Dry eye and its related symptoms are the most common causes of referrals to the ophthalmology centers. Since people with dry eye may suffer from different levels of the disease severity, this study aimed to develop a clinical decision support system for diagnosing and determining severity of dry eye disease. This research was carried out in two phases in 2020. In the first phase, a questionnaire was designed to identify the most important diagnostic parameters from the cornea specialists' perspectives (n = 37). In the second phase of the research, a clinical decision support system was designed and implemented by using MATLAB software.

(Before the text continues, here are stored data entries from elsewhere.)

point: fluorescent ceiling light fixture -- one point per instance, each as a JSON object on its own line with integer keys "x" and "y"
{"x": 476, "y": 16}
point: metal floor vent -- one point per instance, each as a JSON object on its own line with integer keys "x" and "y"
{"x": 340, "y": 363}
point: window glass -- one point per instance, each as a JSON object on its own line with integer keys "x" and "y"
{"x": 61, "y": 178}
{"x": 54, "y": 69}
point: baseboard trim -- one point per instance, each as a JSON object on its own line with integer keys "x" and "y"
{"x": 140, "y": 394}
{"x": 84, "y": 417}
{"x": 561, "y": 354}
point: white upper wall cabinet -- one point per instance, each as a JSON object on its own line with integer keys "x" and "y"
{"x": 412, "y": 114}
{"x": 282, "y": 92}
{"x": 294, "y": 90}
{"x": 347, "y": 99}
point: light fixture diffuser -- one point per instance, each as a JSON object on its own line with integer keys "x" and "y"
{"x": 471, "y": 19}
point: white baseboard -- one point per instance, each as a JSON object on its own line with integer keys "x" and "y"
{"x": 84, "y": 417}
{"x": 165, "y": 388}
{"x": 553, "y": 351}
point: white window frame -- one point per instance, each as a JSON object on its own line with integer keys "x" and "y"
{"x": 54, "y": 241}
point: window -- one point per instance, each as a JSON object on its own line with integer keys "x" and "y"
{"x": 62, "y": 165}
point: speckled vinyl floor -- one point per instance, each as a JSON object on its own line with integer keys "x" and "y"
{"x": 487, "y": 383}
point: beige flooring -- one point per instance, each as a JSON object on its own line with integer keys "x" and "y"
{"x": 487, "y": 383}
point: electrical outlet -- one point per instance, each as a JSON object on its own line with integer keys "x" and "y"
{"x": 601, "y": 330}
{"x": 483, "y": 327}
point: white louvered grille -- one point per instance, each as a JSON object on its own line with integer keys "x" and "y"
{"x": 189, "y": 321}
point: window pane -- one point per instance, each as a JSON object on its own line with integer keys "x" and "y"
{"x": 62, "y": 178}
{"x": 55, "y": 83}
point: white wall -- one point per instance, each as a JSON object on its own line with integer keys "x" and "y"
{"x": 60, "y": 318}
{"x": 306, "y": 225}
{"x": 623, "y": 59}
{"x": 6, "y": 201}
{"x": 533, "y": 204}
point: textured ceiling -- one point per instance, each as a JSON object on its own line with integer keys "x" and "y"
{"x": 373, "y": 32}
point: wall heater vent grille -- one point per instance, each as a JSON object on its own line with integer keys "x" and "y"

Finally, the system was evaluated using patient data which were collected in a teaching hospital (n = 50). The diagnostic parameters for dry eye disease were filamentary keratitis, meibomian gland dysfunction, score of ocular surface disease index, Schirmer's test result, tear meniscus height, tear breakup time, and fluorescein staining score. The system output variables were the diagnosis and severity of dry eye disease at four levels for the right and left eyes, separately. The results of the evaluation study showed that the accuracy, sensitivity and specificity of the system were 96.9%, 97.5%, and 93.7%, respectively. It seems that the system designed in this study can help ophthalmologists to diagnose dry eye disease more accurately and quickly. However, it is recommended to conduct more evaluation studies and include more patients in the future research.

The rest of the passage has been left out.